The man gave a snort of laughter. His mouth was blood-red and his
teeth gleamed. Dúngal splashed towards the bank and scrambled out of the
water. His wet feet slithered on moss as he darted between the trees. He
could hear Vikings crashing after him through the bracken.
The ringfort lay ahead, just across the field. Dúngal could see the
deep ring of the ditch and the high earth wall. He just had to cross that
ditch. Then he could pull up the wooden ramp and leave the invaders on the
other side. Then he’d be safe with all his kinsfolk. Safe in the cobbled
yard, with the little round house and the pointy roof, safe with his
father and mother, sisters and brothers…
Two of his kinsmen were working in the field. They looked up,
dropped tools, and broke into a run. Dúngal glanced over his shoulder.

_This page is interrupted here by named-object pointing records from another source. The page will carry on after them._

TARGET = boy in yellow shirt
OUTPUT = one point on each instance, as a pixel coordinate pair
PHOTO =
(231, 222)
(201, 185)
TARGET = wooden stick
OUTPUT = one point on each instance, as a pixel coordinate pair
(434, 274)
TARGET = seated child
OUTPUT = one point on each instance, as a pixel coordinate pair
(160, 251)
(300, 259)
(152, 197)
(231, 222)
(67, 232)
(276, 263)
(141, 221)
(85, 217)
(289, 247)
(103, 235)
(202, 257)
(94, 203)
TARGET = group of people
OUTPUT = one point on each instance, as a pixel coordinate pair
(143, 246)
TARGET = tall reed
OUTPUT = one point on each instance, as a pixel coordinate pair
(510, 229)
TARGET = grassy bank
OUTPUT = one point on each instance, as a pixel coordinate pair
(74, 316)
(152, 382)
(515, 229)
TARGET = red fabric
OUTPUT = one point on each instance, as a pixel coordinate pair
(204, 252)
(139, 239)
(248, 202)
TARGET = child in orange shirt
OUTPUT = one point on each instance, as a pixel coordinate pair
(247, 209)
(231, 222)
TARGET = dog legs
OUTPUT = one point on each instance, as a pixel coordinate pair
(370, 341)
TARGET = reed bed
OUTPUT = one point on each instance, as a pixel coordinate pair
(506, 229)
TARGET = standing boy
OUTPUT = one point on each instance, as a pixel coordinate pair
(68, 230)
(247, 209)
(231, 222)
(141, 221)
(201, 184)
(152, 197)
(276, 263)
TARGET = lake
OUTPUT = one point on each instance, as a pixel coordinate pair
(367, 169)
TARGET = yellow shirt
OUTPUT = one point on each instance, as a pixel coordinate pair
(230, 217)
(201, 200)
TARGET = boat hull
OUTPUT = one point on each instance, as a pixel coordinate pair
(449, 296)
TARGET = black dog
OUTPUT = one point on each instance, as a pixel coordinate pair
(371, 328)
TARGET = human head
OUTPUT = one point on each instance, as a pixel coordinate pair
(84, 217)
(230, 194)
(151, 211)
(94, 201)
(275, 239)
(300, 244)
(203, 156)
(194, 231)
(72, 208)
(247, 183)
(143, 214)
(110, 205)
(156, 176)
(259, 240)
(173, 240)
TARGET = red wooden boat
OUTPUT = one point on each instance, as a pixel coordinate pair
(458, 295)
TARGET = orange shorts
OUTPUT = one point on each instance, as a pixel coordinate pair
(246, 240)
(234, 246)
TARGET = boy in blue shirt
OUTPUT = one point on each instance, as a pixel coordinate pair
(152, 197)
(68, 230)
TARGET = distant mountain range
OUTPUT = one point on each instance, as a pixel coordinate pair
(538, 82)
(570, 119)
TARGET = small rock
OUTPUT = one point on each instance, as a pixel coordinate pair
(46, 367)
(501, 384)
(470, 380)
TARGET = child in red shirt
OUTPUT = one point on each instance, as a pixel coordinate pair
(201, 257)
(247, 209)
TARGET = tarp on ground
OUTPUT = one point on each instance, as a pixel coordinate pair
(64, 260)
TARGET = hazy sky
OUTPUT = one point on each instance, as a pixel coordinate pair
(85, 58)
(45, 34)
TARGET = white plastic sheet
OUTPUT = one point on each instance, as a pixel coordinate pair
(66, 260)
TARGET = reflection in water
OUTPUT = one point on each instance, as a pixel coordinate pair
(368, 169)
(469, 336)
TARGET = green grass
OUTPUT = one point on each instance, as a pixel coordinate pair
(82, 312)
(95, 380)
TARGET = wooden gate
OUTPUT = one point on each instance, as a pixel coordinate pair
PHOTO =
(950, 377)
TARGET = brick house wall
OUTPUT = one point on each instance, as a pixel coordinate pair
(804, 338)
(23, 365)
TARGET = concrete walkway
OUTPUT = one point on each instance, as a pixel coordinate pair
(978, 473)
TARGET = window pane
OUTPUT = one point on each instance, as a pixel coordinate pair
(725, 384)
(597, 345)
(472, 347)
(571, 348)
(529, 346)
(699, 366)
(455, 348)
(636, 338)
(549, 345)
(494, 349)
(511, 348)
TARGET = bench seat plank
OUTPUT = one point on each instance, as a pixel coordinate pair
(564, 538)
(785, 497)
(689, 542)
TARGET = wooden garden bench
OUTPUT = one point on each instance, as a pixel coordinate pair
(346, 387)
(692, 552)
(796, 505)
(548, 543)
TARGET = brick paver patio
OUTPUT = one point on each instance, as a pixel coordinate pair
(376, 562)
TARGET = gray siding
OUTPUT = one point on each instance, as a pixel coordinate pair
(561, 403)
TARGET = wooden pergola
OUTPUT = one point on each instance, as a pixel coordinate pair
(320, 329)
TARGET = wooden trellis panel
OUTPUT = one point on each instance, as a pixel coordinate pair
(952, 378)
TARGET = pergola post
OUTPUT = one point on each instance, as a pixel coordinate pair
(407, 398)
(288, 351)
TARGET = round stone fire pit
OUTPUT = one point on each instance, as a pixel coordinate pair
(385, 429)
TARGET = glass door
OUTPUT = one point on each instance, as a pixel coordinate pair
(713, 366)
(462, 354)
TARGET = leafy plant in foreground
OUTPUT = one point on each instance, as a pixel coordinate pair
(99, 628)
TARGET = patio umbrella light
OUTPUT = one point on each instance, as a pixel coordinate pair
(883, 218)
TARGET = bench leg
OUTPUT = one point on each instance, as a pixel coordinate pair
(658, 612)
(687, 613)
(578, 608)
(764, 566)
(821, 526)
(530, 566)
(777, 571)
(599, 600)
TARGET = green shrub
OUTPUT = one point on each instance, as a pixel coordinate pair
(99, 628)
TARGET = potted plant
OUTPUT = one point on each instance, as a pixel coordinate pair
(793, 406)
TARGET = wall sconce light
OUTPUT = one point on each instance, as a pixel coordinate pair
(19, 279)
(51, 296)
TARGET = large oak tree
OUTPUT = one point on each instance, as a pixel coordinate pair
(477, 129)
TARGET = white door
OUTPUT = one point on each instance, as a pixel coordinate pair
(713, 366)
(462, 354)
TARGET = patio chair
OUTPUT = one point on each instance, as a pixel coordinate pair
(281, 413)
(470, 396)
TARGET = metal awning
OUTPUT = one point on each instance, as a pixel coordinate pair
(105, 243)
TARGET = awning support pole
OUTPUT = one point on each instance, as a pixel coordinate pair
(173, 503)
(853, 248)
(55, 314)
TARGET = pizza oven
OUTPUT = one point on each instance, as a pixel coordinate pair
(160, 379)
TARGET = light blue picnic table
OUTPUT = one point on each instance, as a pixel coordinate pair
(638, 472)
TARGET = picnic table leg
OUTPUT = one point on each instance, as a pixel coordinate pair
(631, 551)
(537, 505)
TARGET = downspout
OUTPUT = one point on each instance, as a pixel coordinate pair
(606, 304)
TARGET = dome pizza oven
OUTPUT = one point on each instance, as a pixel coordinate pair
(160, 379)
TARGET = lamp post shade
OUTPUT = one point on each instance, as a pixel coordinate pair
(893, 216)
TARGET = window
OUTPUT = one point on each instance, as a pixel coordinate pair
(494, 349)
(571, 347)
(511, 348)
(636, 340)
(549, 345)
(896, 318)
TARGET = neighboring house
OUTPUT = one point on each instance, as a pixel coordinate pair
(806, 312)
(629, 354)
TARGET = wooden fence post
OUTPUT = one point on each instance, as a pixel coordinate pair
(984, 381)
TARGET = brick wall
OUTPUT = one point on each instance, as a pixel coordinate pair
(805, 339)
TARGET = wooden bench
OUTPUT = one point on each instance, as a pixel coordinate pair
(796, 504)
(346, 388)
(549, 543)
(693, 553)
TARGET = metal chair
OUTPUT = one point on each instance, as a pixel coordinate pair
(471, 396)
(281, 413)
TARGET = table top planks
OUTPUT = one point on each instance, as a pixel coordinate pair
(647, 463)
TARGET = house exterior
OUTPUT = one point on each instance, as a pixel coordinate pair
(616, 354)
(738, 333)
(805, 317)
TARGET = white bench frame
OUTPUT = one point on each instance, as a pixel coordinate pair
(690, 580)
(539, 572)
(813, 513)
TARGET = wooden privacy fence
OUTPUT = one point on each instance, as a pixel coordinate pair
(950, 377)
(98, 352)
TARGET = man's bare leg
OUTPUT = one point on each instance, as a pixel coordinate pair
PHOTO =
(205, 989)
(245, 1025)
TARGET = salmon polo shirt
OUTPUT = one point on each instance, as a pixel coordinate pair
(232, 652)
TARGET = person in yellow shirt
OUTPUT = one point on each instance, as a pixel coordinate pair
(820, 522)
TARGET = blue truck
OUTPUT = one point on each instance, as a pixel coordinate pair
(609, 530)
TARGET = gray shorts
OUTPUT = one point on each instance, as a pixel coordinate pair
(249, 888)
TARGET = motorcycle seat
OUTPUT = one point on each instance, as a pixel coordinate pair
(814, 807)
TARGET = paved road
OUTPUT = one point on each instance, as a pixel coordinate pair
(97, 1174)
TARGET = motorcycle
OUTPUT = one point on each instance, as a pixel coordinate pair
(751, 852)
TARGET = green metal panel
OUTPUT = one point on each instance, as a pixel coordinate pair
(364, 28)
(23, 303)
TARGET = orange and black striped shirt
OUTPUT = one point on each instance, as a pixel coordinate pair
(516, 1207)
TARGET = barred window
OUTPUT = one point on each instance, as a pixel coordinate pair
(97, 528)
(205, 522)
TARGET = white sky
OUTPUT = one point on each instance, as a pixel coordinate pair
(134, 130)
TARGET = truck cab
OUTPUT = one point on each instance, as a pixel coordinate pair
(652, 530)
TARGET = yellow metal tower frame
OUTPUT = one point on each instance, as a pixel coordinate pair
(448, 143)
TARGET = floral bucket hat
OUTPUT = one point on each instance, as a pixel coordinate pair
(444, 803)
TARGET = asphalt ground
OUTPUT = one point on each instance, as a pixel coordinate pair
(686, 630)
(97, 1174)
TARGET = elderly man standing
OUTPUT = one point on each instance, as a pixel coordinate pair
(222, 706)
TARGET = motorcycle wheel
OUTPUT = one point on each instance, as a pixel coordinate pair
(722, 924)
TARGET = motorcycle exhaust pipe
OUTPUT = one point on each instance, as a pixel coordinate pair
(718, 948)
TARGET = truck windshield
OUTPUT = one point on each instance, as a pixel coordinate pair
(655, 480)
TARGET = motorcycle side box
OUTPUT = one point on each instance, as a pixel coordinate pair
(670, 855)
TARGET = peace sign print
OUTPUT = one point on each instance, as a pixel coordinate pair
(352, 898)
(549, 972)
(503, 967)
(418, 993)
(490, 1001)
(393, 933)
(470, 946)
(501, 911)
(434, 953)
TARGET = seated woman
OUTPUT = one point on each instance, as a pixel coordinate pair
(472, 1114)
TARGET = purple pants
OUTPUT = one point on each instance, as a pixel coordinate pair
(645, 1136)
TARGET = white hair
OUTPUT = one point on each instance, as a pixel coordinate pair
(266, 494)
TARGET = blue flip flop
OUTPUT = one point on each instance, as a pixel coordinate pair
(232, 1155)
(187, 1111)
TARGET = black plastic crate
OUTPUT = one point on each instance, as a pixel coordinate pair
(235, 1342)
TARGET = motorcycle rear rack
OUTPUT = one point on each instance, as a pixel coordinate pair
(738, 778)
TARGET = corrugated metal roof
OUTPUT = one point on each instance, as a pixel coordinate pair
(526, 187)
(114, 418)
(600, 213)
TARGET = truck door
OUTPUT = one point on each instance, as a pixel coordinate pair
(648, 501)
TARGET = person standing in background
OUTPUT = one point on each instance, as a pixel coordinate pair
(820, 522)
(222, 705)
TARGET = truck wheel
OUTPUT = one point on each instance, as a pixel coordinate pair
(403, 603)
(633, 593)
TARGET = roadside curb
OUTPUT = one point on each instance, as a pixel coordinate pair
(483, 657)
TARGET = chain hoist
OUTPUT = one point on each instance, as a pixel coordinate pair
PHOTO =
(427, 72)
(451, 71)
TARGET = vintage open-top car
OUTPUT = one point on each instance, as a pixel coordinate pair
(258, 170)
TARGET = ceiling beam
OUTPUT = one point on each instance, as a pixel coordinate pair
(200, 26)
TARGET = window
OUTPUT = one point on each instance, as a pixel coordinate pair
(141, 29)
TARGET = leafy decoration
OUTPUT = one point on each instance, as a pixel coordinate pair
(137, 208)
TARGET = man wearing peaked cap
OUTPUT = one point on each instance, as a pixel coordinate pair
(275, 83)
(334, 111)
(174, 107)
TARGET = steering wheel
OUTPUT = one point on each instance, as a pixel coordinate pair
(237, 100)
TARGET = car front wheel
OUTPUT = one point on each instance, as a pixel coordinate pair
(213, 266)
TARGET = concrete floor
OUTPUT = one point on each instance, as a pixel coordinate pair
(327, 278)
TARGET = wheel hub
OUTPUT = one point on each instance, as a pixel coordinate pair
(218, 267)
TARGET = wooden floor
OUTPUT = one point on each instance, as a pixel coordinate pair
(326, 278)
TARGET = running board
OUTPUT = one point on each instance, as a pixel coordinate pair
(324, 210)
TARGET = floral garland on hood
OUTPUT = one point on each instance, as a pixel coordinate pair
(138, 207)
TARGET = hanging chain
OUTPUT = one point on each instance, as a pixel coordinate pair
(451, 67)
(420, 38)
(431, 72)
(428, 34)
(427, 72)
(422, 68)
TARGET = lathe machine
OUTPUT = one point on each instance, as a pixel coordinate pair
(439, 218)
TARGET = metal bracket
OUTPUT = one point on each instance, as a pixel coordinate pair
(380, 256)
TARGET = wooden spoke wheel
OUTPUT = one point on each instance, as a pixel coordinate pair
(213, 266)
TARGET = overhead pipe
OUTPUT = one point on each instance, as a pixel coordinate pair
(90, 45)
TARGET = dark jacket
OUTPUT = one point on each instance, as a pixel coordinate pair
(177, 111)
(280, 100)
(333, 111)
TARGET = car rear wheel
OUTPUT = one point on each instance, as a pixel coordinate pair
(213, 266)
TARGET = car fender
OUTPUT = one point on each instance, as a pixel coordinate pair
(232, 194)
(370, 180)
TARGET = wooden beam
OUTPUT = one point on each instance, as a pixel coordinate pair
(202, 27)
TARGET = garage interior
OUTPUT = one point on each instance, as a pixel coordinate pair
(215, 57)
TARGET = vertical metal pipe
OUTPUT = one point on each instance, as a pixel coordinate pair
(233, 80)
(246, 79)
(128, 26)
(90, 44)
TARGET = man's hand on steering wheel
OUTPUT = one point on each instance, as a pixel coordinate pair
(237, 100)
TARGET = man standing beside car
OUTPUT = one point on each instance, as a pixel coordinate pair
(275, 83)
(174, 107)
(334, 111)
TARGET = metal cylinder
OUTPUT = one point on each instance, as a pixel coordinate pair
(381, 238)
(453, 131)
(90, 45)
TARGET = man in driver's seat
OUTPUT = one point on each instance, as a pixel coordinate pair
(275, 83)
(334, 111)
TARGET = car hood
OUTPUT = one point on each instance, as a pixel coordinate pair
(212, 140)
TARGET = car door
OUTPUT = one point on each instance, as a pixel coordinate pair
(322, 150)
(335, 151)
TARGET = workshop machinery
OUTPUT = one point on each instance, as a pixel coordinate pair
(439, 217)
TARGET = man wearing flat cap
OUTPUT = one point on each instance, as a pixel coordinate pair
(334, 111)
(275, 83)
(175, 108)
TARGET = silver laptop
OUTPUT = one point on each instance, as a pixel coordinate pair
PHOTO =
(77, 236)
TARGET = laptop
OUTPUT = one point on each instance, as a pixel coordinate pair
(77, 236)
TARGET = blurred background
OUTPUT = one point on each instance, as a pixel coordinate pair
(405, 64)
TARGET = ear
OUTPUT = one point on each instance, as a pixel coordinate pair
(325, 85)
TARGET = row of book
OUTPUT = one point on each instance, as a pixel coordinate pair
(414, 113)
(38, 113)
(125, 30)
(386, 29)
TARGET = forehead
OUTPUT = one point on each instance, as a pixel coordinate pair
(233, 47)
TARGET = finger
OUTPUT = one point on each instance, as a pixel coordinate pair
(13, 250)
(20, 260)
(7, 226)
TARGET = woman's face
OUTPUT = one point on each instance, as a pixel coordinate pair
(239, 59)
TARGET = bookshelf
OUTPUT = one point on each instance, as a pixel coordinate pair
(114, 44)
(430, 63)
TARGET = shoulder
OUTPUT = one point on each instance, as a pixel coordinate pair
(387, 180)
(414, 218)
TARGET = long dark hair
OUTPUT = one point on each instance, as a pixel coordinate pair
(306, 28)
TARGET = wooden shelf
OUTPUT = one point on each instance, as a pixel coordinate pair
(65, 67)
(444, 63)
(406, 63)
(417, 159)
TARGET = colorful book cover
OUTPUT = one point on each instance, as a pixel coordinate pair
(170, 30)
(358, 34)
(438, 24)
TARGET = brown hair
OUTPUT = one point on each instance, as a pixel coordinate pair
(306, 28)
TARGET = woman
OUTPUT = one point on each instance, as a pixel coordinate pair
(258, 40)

Pursuers were erupting from the trees, their spears glinting. He heard a
rattle of wood as his kinsmen leapt onto the ramp and galloped across the
ditch. Dúngal grabbed a discarded hoe and hurled it at the Vikings. One of
them tripped, bellowing as he fell, and two other raiders somersaulted
over him in a flurry of arms and legs.
‘Yes!’ cheered Dúngal.
But the next moment, a huge fist punched him in the back and sent
him sprawling. His chin crashed into the earth, his teeth snapped against
his tongue. He struggled to his knees, gasping for breath. His mouth
tasted of blood. In the gateway ahead of him he saw his kinsmen bending to
lift up the ramp.
‘Wait!’ yelled Dúngal. ‘Wait for me!’
A hand seized him by the ankle, and dragged him backwards. He
twisted, and thrashed wildly with his legs, trying to break free.
‘Let me go, you big smelly marauder!’
His head bumped up and down as he was scraped over furrows and tree
roots. Then the Viking ship loomed over him, its carved dragonhead leering
The raider loosed his hold and Dúngal sprang to his feet. But as he
turned to flee, the man grabbed him by the tunic. For an instant, Dúngal
hung, legs flailing, then the Viking swung round and let go. Dúngal felt
himself flying through the air, and the last thing he saw as he hurtled
downwards was the wooden deck of the ship.